We engage and flirt and entice and tease the little ones every chance we get. Usually we can get the shy ones to at least smile, the talkative ones to tell us stories and the readers to admit that bookstores are one of their favorite things. Nice.

I had a particularly entertaining encounter with a little, probably about five year old, girl the other day.
We have a bowl of these little, about the size of a half dollar, Greenman tokens that we keep at the counter. This little girl was standing on the back of her baby brother’s stroller talking with me. We talked about all kinds of things, her brother occasionally pitching in.
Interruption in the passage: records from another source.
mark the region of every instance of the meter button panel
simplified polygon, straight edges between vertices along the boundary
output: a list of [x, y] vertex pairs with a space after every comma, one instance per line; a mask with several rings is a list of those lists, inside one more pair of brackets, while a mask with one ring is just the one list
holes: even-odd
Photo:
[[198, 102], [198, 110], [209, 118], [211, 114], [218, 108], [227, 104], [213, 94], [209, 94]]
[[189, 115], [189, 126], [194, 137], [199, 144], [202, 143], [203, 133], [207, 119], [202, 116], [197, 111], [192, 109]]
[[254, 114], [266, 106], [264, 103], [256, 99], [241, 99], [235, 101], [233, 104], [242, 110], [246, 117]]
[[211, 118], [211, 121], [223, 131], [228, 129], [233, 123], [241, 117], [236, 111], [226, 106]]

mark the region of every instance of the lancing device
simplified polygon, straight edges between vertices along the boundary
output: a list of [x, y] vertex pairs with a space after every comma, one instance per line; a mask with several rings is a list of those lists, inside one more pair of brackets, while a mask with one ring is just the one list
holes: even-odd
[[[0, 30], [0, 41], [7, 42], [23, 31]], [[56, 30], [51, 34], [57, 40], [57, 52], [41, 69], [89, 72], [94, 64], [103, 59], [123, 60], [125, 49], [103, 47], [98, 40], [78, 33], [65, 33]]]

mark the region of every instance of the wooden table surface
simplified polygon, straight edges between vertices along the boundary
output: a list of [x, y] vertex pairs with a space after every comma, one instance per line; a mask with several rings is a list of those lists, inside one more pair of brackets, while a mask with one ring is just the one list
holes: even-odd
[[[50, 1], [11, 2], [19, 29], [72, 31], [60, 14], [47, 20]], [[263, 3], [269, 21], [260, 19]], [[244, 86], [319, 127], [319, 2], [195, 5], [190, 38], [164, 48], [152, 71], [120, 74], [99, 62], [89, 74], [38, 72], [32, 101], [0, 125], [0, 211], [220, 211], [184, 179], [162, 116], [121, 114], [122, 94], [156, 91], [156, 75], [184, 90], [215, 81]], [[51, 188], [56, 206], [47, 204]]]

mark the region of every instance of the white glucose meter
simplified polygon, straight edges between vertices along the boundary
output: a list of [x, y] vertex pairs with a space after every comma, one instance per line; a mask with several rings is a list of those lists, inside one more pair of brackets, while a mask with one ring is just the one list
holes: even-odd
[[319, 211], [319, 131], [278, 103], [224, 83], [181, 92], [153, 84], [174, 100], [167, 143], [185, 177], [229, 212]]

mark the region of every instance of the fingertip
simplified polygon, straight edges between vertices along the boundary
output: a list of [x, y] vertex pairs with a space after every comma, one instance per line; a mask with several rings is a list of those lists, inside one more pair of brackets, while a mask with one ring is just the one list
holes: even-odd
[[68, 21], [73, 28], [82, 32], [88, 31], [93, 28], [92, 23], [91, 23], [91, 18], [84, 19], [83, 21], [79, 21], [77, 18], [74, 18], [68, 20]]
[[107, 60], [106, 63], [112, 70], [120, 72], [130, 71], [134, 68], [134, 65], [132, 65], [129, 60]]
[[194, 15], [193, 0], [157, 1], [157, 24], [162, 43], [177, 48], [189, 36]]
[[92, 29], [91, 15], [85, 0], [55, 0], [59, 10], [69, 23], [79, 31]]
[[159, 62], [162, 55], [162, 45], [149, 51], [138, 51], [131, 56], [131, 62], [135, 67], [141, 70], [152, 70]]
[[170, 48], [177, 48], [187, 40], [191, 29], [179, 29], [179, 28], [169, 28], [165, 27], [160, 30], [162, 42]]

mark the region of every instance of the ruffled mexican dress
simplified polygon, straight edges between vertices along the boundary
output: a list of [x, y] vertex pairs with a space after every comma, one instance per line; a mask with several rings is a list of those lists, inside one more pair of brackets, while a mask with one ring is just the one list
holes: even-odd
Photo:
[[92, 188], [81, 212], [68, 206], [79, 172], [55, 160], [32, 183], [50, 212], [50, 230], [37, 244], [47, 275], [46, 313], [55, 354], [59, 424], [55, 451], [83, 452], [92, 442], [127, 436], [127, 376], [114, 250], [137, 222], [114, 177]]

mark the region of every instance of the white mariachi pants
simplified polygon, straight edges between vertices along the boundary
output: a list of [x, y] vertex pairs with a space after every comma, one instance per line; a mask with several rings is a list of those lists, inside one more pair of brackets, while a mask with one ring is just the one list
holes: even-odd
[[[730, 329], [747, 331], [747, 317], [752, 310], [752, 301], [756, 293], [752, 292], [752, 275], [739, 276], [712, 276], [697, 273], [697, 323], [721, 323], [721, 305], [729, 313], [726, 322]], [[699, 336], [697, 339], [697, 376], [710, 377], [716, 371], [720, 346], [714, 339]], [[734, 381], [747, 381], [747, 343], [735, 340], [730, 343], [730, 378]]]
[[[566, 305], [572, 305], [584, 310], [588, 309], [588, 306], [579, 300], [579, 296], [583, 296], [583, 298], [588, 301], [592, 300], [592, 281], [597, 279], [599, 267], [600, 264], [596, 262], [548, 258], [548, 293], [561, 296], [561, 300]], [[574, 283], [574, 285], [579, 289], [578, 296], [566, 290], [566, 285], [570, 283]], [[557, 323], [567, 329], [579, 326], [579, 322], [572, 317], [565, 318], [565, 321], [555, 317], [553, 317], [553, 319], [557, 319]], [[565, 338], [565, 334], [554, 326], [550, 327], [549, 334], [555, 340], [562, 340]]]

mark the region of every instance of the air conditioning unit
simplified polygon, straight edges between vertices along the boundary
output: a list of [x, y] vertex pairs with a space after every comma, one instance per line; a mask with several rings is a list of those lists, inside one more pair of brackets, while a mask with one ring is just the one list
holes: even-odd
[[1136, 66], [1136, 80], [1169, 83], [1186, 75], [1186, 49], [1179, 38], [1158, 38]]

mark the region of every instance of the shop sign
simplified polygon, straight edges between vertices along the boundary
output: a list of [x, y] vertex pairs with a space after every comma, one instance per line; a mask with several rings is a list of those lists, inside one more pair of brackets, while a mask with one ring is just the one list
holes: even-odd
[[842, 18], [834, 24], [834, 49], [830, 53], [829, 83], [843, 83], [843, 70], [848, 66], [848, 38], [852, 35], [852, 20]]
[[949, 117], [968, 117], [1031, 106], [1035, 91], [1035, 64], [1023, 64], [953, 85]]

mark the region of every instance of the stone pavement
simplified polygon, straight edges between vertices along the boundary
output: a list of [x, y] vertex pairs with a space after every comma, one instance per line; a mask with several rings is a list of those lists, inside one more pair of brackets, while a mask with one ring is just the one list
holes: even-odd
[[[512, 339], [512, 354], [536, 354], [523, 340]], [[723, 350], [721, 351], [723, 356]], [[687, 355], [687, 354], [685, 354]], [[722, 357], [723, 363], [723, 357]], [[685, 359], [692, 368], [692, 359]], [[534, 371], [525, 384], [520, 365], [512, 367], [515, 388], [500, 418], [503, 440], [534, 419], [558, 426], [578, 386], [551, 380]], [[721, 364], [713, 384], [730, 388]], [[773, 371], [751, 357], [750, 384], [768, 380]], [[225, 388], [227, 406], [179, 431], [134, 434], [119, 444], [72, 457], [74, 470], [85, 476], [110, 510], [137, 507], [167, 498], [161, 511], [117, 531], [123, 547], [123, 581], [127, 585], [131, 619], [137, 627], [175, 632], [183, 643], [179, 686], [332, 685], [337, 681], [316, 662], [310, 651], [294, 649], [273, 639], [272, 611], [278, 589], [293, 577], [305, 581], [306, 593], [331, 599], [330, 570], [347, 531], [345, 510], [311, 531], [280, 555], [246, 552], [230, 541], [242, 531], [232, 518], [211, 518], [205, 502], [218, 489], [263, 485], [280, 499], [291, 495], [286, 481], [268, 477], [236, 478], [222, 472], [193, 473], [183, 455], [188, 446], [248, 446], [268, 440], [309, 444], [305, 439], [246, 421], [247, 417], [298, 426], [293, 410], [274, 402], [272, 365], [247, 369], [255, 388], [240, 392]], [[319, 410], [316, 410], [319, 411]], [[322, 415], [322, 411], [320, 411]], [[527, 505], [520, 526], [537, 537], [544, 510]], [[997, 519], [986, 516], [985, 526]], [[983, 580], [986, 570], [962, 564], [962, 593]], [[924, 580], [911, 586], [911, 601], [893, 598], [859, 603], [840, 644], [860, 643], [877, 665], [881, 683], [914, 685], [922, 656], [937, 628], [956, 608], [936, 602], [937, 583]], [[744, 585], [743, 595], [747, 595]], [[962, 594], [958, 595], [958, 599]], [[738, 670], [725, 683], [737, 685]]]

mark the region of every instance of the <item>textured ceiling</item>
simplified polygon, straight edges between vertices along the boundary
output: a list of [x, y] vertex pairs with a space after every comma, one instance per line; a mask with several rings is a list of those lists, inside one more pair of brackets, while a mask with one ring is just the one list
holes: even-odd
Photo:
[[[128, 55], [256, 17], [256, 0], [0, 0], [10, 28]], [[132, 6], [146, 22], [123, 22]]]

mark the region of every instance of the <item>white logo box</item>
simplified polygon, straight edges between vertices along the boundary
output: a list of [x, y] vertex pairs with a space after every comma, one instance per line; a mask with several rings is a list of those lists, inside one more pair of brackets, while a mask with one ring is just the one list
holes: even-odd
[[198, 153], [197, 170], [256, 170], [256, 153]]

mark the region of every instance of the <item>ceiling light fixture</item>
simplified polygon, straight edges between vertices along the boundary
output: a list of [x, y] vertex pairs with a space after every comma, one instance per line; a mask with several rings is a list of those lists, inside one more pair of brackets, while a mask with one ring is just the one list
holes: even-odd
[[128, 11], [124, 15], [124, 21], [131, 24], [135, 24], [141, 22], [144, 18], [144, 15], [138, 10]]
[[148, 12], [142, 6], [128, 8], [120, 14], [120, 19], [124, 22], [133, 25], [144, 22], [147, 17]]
She saw the little Greenmen and picked one up. She asked me what it was. Her Dad, by that time, had come into the conversation and together we told her about the Greenman being a Celtic symbol that represented nature.  She asked a few more questions and Dad took over the answers. She seemed quite intrigued. She took the little green leafy face with the tiny nose and put it right up to her eye and stared at it. Then she looked up at dad with a quizzical expression and asked, 

“Are there buggers in there?” Dad started to answer her with some sense of logic then looked at me and shrugged.

I shrugged. “Could be,” I said.

“Could be,” he said.

She nodded and put it back in the bowl and seemed quite content that she had gotten all of the information she needed about the Greenman. So cute!

A couple of weeks ago one of the little guys I’ve watched grow from a six year old to a 6th grader came in. We talked for a while about school and books he’s reading. I kept looking around for his mom. Soon another 6th grade boy joined him. We all talked for a while and then I realized that my little customer wasn’t there with his mom. He was there with his buddy. For the first time!


I wanted to wrap my arms around him and say something idiotic like, “You’ve grownup!” But…thankfully…I restrained myself. Otherwise I might never have seen him again.